McCarthy will Sprecher des US-Kongresses werden

Konservativ mit Schönheitsfehlern

Der Republikaner Kevin McCarthy fiel bisher nicht als religiöser Eiferer auf. Zur Abtreibung hat er schon unterschiedliche Haltungen bezogen. Das könnte ihm die Arbeit als Sprecher des US-Kongresses erschweren.

Autor/in:
Bernd Tenhage
Der Minderheitenführer im Repräsentantenhaus, Kevin McCarthy / © Susan Walsh (dpa)
Der Minderheitenführer im Repräsentantenhaus, Kevin McCarthy / © Susan Walsh ( dpa )
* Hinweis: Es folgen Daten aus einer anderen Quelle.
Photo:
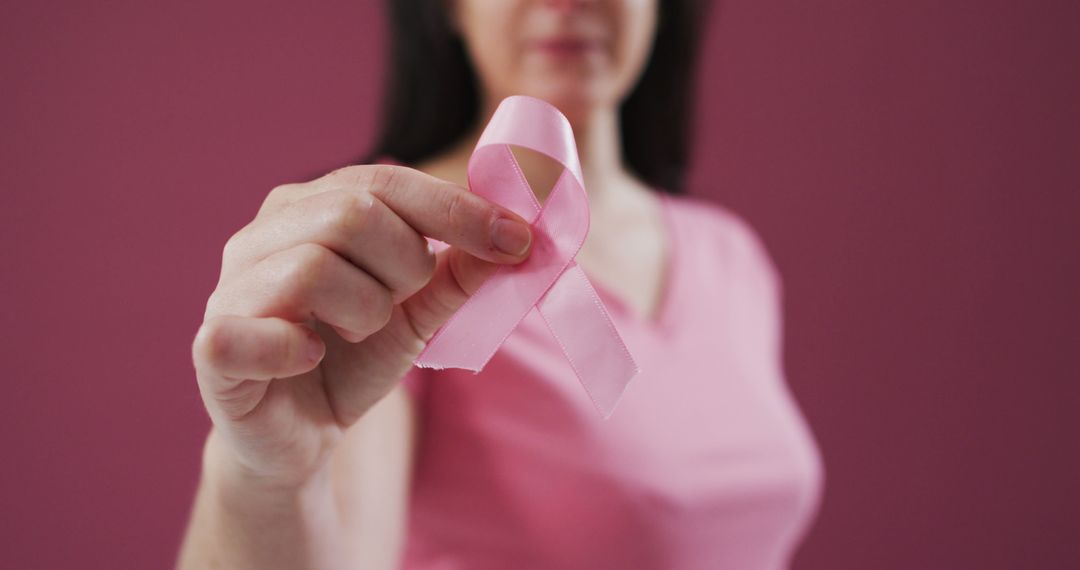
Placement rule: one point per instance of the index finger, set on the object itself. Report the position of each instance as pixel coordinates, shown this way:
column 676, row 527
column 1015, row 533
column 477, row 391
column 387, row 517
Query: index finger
column 436, row 208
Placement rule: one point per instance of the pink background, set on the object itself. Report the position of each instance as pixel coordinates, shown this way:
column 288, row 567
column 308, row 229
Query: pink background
column 914, row 167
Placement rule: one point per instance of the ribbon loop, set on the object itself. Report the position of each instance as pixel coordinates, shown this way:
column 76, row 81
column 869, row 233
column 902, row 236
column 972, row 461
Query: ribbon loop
column 549, row 280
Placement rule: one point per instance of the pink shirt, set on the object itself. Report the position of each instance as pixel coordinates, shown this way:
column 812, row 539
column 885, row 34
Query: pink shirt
column 706, row 463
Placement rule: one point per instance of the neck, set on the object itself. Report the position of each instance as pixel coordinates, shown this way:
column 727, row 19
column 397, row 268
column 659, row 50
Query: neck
column 597, row 136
Der rechte Flügel der republikanischen Fraktion im Repräsentantenhaus traut Kevin McCarthy nicht ganz über den Weg.

Dabei hat der bisherige Minderheitsführer auf dem Papier alle Qualifikationen, um von seiner Partei am Dienstag zum Speaker des 118. Kongresses gewählt zu werden. Der zweifache Familienvater stammt aus dem konservativen Bakersfield in Kalifornien, gehört "als stolzer Christ" einer baptistischen Kirche an und wird von der "Susan B.
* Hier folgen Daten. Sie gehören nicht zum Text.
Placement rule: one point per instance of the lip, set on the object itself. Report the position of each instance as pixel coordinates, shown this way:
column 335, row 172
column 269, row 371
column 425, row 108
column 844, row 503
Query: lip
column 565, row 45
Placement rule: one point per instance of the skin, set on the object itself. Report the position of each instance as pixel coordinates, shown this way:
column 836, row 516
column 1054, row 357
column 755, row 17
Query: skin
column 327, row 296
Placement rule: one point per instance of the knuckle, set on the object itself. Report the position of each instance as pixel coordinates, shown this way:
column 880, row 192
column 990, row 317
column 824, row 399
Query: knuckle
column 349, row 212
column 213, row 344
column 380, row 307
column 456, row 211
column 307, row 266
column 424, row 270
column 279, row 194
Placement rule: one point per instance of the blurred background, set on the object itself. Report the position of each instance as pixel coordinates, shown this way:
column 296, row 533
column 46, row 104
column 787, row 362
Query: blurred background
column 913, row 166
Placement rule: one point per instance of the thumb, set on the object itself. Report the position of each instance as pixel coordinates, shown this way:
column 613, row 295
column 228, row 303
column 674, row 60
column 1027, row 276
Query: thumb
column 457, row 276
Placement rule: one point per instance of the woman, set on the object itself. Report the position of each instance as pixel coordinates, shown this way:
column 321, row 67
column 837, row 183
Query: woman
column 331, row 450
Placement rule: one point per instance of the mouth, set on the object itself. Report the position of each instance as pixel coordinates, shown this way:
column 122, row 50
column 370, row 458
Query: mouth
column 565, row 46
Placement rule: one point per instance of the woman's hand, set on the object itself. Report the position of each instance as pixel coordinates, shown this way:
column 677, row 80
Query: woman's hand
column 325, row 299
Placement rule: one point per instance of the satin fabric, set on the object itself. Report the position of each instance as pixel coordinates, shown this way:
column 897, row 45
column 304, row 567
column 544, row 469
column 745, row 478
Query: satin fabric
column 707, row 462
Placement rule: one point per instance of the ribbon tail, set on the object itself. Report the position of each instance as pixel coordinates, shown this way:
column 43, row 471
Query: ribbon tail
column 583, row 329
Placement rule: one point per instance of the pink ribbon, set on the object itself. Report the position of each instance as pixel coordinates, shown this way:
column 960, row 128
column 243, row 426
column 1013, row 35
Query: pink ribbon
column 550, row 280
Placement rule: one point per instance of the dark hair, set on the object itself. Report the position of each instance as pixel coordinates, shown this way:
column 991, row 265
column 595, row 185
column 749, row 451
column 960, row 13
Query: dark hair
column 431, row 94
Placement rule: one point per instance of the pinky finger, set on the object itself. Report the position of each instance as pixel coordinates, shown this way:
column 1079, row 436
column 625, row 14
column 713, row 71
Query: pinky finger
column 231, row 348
Anthony List" als Abtreibungsgegner gelobt, der sich "stets für den Schutz der Ungeborenen" eingesetzt hat.

Hauchdünne Mehrheit

Dass seine Wahl zur Zitterpartie gerät, liegt an der hauchdünnen Mehrheit von nur fünf Stimmen. Nach Schätzungen von Insidern dürften es bis zu 30 Abgeordnete der Republikaner sein, die McCarthy seine Verbundenheit zur konservativen Bewegung nicht ganz abkaufen. Den Partei-Rechten missfällt, dass der Möchtegern-Speaker Donald Trump wegen dessen Rolle während des Aufstands am 6. Januar 2021 kritisiert hatte. Ferner nehmen sie dem 57-Jährigen nicht ab, ein konsequenter Abtreibungsgegner zu sein.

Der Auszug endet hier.